To correct this, the area is organized, the boss is trained rapidly so he knows what is going on and doesn’t keep issuing wrong orders. As a result, the production of the area improves and the statistics measuring the production of the area do recover and increase even more. The correct Why led to a statistic recovery.

Here is another example: The statistics are down in a school. The number of students completing their studies in the expected time is way down. An investigation is done which gives a mere explanation: “The students were all busy with sports.” So school management says ”No sports for the students!” Now the statistic of student completions goes down again. A new investigation comes up with a wrong Why: “The students are being taught wrongly.” School management fires the dean, the official in charge of the students and teachers. Now the statistic goes down steeply.

Finally, a further, more competent investigation occurs. It turns out that there were 140 students and only the dean and one instructor! And the dean had other duties! So the dean is returned to his job and two more instructors are hired, making three instructors. Statistics at the school go up very high because a right Why has been found.

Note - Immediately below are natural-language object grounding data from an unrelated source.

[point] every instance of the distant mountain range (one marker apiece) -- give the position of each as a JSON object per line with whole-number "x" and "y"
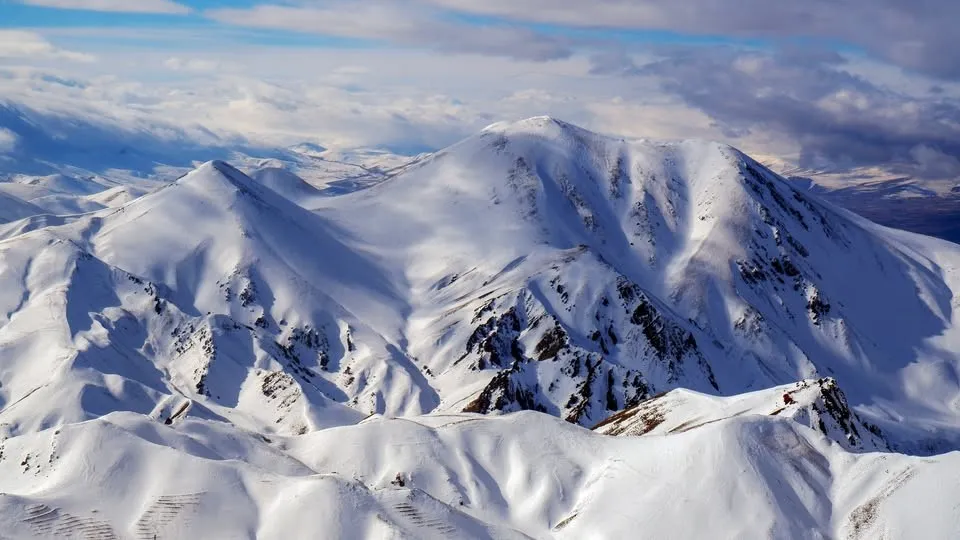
{"x": 538, "y": 332}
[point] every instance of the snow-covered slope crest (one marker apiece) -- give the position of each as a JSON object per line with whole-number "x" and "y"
{"x": 556, "y": 269}
{"x": 213, "y": 297}
{"x": 524, "y": 475}
{"x": 819, "y": 404}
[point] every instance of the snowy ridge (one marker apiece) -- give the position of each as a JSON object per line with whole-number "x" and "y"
{"x": 286, "y": 350}
{"x": 817, "y": 404}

Management and organizational disasters and successes are all explained by these three types of Why. An arbitrary—a false order or datum entered into a situation—is probably just a wrong Why kept in place by a law or rule. And if kept that way, an activity operating under this false order or datum will have a lot of trouble and the statistics that measure its production will stay very low.

So if you want to correctly handle a bad situation, you must understand logic so you can find the correct Why and you must really be alert and correct a wrong Why.

In world banking, where inflation regularly occurs, the various finance regulations or laws are probably just one long series of wrong Whys. The value of the money and its usefulness to the citizen can deteriorate to such an extent that a whole philosophy can be built up. This occurred in the ancient city of Sparta. Lycurgus, a Greek lawmaker, invented money made of iron that nobody could lift, so it couldn’t be used. He was trying to get rid of ”money evils” in Sparta. That stopped the use of money entirely and in place of money was nothing but nonsense.

Organizational troubles are greatly worsened by using mere explanations (which lead to no improvement) or wrong Whys (which cause further lowering of statistics). Organizational improvements come from finding the real Why and correcting it.

The test of the real Why is ”When it is corrected, do the statistics that measure the production of an area recover? ” If they do, then the Why was correct. And any other corrective order given but based on a wrong Why would have to be cancelled quickly.